As shown in A in FIG. 21, in a state where the flexible wiring board 4 is not yet fully inserted into the housing 5, the first locking arm part 542 is displaced outward in the width direction. In other words, in a state where the flexible wiring board 4 is not completely or correctly attached to the housing 5, the first locking arm part 542 is displaced outward. In such a displaced state, the retainer 6 cannot move (slide) from the third position P3 to the fourth position P4. Accordingly, a state where the retainer 6 is at the fourth position P4 indicates that the flexible wiring board 4 is correctly attached to the housing 5. That is, the retainer 6 also functions as a flex position assurance (FPA) member for position compensation (mating assurance).

As described above, the retainer 6 includes the bottom parts 613c, 621c, 622c. The cable harness 100 and the mating connector 7 are structured such that, when the cable harness 100 is to be inserted into the mating connector 7 and the retainer 6 is at the third position P3, the bottom parts 613c, 621c, 622c come into contact with parts of the mating connector 7 to prevent the cable harness 100 from being deeply inserted. The mating connector 7 and the cable harness 100 are structured such that, when the cable harness 100 is to be inserted into the mating connector 7 and the retainer 6 is at the fourth position P4, the bottom parts 613c, 621c, 622c mate with predetermined portions of the mating connector 7 to allow appropriate insertion of the cable harness 100 into the mating connector 7.

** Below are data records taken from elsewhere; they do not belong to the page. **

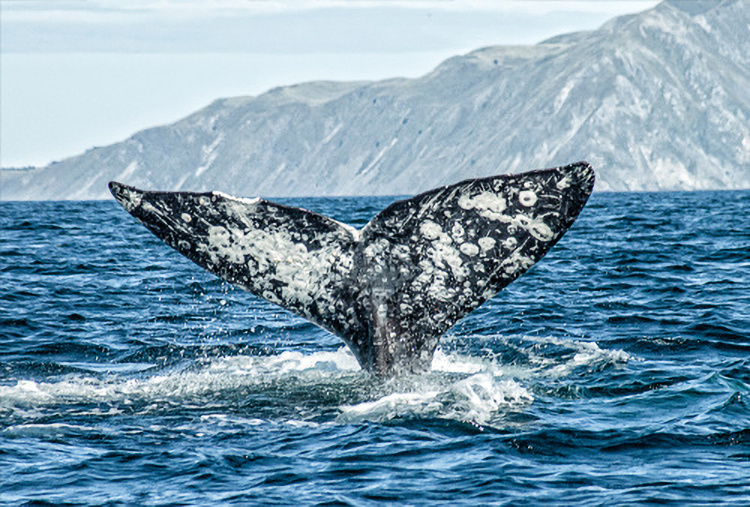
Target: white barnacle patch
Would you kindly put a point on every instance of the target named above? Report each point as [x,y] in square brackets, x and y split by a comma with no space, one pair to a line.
[563,183]
[457,231]
[469,249]
[243,200]
[489,205]
[510,243]
[130,200]
[540,230]
[527,198]
[430,230]
[486,243]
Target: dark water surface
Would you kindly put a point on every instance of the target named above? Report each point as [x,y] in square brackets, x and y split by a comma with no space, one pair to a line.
[617,371]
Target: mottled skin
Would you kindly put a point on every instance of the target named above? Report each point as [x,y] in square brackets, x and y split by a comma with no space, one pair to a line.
[390,290]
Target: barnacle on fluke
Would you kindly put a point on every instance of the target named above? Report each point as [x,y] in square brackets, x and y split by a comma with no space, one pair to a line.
[391,289]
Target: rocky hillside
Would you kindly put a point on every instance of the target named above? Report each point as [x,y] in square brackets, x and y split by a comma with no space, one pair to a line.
[655,101]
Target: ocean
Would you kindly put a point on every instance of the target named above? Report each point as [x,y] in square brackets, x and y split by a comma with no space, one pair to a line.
[616,371]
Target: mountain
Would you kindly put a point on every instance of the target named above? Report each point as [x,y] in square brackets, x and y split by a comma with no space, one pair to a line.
[658,100]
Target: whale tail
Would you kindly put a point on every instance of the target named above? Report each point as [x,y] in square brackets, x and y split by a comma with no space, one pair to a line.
[392,288]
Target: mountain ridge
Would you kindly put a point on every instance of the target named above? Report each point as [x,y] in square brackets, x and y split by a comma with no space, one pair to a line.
[655,101]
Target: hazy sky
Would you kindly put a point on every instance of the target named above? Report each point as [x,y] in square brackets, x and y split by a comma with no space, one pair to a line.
[85,73]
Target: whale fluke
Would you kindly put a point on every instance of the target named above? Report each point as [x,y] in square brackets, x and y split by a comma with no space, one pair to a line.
[392,288]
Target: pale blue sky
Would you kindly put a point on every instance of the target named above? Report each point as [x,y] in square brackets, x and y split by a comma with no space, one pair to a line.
[78,74]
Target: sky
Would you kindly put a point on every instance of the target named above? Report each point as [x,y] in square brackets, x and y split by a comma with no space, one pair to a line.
[75,74]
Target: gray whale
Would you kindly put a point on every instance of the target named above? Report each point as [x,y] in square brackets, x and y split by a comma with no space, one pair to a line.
[391,289]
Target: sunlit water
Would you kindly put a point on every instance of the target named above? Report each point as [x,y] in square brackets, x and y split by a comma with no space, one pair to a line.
[616,371]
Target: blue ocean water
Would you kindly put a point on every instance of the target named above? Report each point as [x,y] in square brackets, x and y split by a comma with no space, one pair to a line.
[616,371]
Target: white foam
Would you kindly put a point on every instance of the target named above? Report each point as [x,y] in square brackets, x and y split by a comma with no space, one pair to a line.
[477,389]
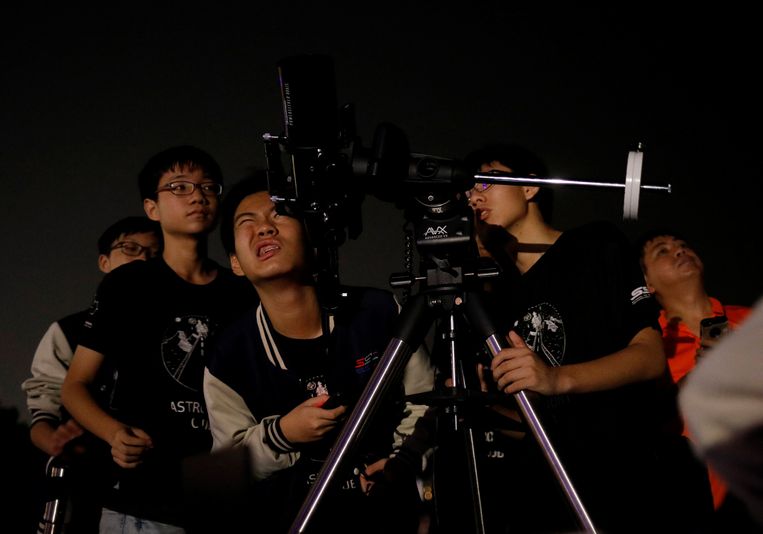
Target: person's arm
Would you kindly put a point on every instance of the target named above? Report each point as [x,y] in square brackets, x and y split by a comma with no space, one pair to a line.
[128,444]
[274,441]
[43,390]
[519,368]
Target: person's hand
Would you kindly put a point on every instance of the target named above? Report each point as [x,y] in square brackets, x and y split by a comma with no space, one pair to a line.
[369,475]
[519,368]
[63,434]
[308,422]
[129,446]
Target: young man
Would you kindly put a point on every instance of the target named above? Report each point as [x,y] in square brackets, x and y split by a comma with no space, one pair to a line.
[270,376]
[154,322]
[128,239]
[51,429]
[674,274]
[722,403]
[586,343]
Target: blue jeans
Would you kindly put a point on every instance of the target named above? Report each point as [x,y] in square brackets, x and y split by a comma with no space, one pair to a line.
[117,523]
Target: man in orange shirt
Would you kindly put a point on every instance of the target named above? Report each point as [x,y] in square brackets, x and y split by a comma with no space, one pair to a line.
[674,274]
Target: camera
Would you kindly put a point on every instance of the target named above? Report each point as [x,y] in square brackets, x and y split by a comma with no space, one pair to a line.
[319,172]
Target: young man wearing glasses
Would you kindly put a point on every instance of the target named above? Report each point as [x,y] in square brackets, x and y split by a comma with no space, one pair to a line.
[154,322]
[51,429]
[128,239]
[585,342]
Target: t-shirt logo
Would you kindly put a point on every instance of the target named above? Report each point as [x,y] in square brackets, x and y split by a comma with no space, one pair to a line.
[183,350]
[639,294]
[542,328]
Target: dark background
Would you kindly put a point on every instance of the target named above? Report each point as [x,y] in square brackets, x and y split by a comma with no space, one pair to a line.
[88,95]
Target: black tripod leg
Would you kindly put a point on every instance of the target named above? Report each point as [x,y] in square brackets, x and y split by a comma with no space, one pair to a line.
[413,323]
[481,322]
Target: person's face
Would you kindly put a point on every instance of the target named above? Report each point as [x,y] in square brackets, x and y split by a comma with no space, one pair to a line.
[268,245]
[668,260]
[127,248]
[183,214]
[501,205]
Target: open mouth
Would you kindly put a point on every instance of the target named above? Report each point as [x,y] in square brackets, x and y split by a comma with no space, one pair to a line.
[265,250]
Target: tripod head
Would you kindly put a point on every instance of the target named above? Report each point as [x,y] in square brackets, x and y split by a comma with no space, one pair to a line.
[319,172]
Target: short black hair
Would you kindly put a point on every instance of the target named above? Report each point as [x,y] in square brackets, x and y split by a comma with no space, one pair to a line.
[653,233]
[178,156]
[134,224]
[252,183]
[521,161]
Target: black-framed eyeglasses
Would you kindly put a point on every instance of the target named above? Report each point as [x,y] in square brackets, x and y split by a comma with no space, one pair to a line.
[183,188]
[479,187]
[131,248]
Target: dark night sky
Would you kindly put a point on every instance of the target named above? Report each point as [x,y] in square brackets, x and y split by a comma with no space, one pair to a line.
[87,97]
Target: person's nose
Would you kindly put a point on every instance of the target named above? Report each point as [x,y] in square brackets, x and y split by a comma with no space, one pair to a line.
[198,195]
[476,198]
[266,230]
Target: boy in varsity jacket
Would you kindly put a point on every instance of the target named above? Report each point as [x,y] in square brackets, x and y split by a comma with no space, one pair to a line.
[268,381]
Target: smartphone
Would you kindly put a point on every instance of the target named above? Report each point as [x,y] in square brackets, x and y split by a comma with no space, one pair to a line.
[713,327]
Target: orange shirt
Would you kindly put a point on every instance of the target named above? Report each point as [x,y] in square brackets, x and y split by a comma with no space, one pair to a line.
[681,350]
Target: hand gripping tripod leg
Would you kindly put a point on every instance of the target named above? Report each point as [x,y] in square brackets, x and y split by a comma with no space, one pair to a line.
[414,322]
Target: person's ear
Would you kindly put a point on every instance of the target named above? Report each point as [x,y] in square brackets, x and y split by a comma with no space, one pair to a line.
[104,263]
[530,191]
[649,286]
[151,209]
[235,265]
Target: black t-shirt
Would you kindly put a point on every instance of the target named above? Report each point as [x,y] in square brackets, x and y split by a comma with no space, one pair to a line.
[583,299]
[157,330]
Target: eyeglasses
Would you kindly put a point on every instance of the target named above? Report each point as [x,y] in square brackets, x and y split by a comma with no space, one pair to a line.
[478,188]
[183,188]
[131,248]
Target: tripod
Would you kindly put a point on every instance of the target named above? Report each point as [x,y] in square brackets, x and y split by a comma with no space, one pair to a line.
[445,292]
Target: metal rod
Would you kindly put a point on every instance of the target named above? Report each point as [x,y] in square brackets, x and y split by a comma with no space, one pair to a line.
[530,180]
[535,425]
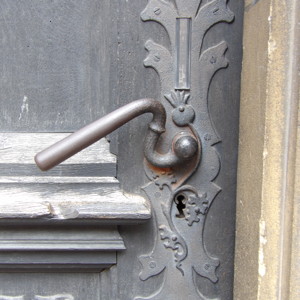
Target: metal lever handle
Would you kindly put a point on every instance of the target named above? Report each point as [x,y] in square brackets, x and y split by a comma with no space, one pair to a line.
[184,147]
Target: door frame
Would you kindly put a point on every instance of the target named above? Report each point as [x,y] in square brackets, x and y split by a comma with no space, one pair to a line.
[268,211]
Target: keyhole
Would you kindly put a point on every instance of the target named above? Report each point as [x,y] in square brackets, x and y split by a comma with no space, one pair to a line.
[180,201]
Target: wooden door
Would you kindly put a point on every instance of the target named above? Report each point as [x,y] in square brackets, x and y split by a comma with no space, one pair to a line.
[89,228]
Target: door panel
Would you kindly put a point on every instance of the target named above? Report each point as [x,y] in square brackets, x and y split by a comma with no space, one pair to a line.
[67,63]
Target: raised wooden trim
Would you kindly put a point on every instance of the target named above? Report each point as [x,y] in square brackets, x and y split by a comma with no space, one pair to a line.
[81,190]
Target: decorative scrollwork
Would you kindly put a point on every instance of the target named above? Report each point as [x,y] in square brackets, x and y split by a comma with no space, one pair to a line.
[185,71]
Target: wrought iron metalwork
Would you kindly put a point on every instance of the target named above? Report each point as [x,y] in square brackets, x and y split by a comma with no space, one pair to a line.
[185,70]
[180,208]
[184,148]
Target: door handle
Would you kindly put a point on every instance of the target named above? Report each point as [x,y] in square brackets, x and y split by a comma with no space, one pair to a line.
[183,148]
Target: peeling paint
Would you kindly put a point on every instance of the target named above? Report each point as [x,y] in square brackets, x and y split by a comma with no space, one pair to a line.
[24,107]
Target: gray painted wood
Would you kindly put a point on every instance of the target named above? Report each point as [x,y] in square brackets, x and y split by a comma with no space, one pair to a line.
[81,189]
[64,64]
[47,250]
[224,107]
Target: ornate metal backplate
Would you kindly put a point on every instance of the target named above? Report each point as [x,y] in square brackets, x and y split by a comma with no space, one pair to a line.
[180,208]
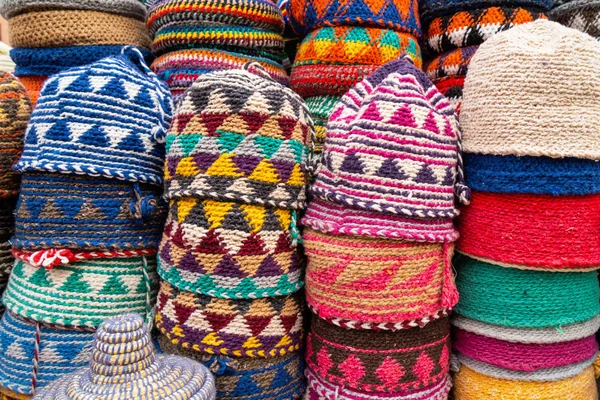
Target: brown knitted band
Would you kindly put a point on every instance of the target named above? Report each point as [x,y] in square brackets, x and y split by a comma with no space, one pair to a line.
[61,28]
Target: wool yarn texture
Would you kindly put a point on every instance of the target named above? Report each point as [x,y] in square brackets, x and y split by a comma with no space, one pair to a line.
[279,378]
[511,297]
[309,15]
[541,232]
[505,62]
[83,294]
[377,283]
[109,118]
[240,136]
[15,110]
[60,352]
[386,361]
[124,365]
[471,385]
[319,389]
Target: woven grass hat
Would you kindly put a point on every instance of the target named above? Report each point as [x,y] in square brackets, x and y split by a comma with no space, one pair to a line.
[124,365]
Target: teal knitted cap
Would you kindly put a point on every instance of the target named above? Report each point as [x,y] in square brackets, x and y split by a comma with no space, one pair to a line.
[524,298]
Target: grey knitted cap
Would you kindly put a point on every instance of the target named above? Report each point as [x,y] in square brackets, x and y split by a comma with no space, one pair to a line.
[129,8]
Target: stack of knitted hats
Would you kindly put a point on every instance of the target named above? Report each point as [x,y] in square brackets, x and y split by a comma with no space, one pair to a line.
[344,42]
[454,29]
[49,36]
[229,263]
[195,37]
[530,240]
[378,237]
[88,219]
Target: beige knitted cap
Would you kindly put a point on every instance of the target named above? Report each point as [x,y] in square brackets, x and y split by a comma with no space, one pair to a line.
[534,90]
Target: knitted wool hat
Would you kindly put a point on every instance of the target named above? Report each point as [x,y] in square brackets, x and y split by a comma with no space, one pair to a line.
[377,283]
[124,365]
[503,70]
[59,352]
[261,328]
[122,115]
[319,389]
[84,294]
[471,385]
[392,173]
[279,378]
[57,211]
[229,250]
[180,69]
[517,298]
[309,15]
[473,27]
[239,135]
[389,362]
[532,231]
[15,109]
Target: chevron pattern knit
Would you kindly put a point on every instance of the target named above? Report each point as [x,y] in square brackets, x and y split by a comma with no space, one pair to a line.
[123,113]
[388,362]
[309,15]
[278,378]
[229,250]
[81,212]
[60,352]
[261,328]
[84,294]
[239,136]
[519,298]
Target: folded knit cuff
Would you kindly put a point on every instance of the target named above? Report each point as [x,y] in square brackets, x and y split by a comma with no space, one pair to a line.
[60,28]
[260,328]
[541,232]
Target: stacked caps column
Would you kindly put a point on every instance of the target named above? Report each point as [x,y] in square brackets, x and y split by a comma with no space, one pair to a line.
[191,38]
[379,239]
[88,219]
[454,29]
[229,260]
[530,240]
[49,36]
[344,42]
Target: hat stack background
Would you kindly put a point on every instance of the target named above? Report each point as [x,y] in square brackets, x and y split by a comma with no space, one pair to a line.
[527,274]
[454,29]
[191,38]
[343,43]
[229,260]
[49,36]
[88,219]
[379,239]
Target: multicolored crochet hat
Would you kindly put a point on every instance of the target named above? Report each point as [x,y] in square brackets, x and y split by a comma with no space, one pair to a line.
[515,298]
[259,328]
[15,110]
[373,362]
[368,166]
[309,15]
[124,365]
[59,352]
[240,136]
[84,294]
[109,118]
[364,283]
[542,232]
[319,389]
[279,378]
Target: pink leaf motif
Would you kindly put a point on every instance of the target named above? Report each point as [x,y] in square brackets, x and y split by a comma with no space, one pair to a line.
[390,372]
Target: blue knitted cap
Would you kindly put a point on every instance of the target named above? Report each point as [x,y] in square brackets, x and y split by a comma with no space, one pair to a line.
[108,118]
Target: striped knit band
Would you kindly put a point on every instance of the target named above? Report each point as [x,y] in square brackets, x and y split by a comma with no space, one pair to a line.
[260,328]
[519,298]
[532,231]
[61,28]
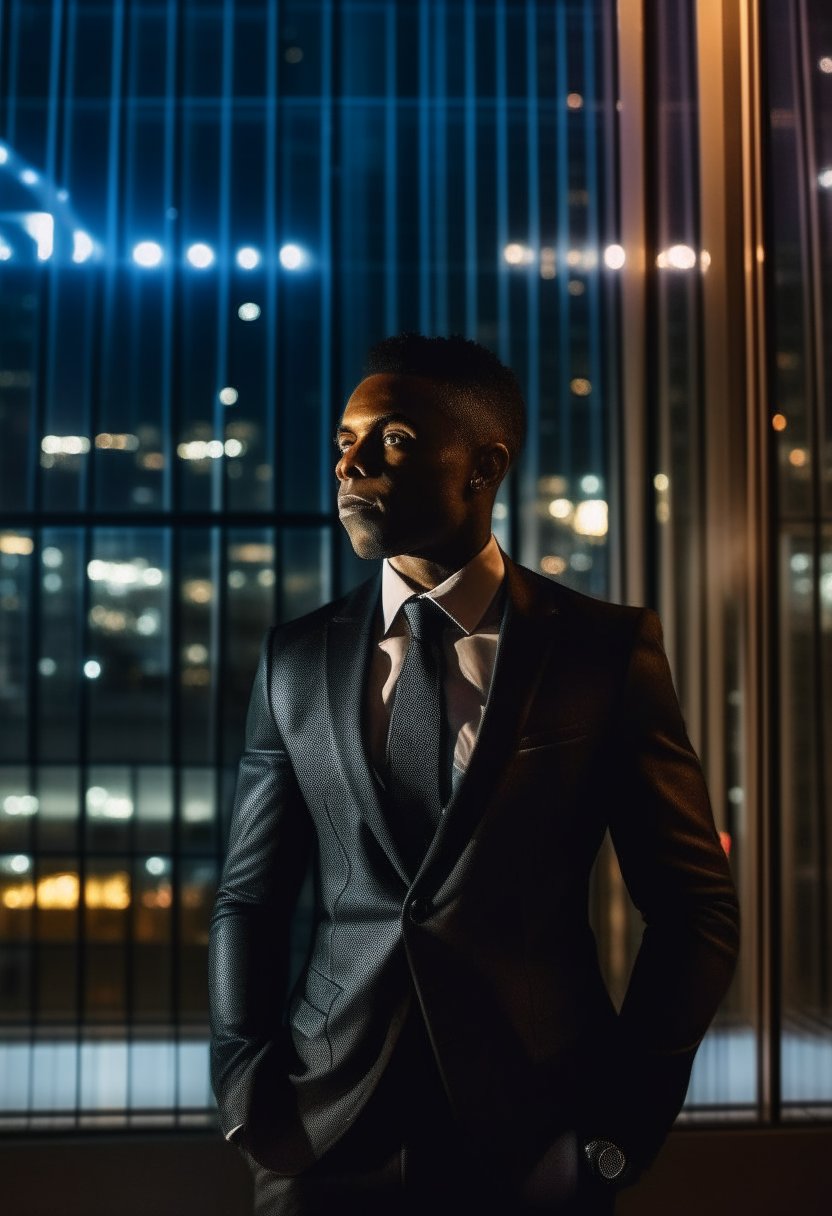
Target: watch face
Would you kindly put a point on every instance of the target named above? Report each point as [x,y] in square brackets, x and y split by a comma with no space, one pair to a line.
[611,1163]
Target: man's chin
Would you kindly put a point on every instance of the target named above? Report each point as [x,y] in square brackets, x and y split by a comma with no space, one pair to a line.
[367,542]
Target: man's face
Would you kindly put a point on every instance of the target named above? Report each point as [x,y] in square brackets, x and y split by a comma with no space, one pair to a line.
[404,468]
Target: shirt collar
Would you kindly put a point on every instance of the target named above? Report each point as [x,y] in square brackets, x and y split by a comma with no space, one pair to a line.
[464,596]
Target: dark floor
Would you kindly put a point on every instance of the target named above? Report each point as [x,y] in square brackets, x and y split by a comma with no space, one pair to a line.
[783,1172]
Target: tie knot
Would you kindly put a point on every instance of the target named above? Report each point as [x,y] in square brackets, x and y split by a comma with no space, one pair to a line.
[426,619]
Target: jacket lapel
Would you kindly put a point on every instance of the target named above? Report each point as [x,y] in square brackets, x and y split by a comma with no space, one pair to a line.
[348,640]
[523,649]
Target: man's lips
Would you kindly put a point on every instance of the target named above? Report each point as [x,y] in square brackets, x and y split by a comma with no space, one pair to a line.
[348,504]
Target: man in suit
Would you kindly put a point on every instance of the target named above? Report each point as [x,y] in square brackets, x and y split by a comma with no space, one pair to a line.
[449,744]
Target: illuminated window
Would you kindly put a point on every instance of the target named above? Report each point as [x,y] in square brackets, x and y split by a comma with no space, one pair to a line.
[178,343]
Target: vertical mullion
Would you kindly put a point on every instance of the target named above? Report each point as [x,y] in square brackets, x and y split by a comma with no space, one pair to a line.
[219,480]
[270,266]
[470,168]
[423,167]
[562,190]
[169,192]
[11,103]
[533,286]
[815,343]
[55,61]
[440,165]
[327,404]
[592,243]
[501,133]
[174,118]
[391,172]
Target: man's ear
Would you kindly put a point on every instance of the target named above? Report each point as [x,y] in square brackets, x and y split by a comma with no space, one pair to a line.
[490,467]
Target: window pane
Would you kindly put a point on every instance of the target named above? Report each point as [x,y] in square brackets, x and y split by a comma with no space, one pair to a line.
[800,156]
[266,193]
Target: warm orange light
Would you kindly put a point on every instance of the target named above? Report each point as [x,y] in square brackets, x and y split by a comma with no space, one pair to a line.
[110,891]
[58,893]
[21,896]
[10,542]
[159,898]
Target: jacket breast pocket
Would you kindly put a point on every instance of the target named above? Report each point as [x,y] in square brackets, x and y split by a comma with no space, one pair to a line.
[313,1008]
[567,732]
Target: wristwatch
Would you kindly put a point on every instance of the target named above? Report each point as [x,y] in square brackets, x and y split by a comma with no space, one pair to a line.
[607,1160]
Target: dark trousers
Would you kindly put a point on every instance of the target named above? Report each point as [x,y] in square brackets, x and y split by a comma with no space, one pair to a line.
[404,1157]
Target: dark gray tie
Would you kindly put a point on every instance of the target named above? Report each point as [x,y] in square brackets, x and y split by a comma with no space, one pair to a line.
[415,742]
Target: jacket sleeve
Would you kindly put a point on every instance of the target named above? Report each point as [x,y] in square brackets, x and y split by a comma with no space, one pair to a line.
[679,878]
[269,846]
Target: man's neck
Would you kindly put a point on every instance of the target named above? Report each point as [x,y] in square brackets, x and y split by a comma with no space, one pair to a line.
[423,573]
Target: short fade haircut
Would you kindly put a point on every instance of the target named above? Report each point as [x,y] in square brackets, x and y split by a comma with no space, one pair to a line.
[482,392]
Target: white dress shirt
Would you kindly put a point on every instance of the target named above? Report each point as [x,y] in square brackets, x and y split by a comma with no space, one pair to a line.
[473,606]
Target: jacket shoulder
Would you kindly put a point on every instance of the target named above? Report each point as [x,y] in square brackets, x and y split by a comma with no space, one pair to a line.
[309,626]
[599,617]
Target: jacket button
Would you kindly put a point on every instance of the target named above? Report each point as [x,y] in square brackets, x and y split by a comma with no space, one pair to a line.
[420,908]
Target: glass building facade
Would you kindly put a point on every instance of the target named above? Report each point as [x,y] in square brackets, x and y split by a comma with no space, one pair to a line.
[208,213]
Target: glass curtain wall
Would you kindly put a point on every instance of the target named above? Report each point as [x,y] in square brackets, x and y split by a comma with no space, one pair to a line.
[208,210]
[689,463]
[799,62]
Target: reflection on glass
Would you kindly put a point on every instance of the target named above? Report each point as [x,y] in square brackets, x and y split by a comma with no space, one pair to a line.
[198,809]
[196,365]
[128,645]
[16,569]
[251,591]
[800,148]
[153,808]
[60,658]
[198,887]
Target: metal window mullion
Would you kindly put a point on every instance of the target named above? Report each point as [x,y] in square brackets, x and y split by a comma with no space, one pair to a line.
[530,553]
[592,242]
[562,271]
[425,165]
[327,405]
[11,102]
[219,479]
[270,204]
[391,173]
[440,164]
[471,168]
[83,765]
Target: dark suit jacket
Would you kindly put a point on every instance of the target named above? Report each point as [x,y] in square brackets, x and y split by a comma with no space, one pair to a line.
[582,732]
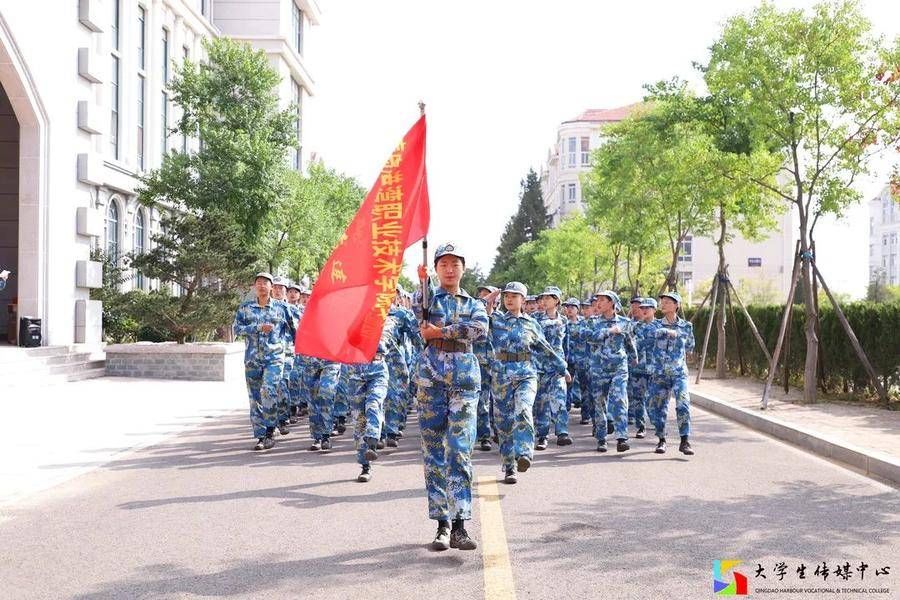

In other words, with the cable harness 100 of the present disclosure, that the retainer 6 is slid to the fourth position P4 that is the locked state means that (1) the flexible wiring board 4 is appropriately attached to the housing 5, and (2) the cable harness 100 can be mated with the mating connector 7. That is, that the cable harness 100 of the present disclosure is appropriately inserted into the mating connector 7 means that (3) the retainer 6 is slid to the fourth position P4 that is the locked state, and (4) the flexible wiring board 4 that is inserted is appropriately attached to the housing 5.

Heretofore, an example embodiment of the cable harness of the present disclosure has been described. In the present embodiment, a description is given taking, as an example, the mating connector 7 where the flexible wiring board 4 is substantially vertically inserted into the printed wiring board (FIG. 4), but the mating connector 7 may be a connector where the flexible wiring board 4 is substantially horizontally inserted into the printed wiring board.

It is needless to say that the cable harness 100 and the mating connector 7 described in the present embodiment can be changed as appropriate within the scope not departing from the gist of the present disclosure.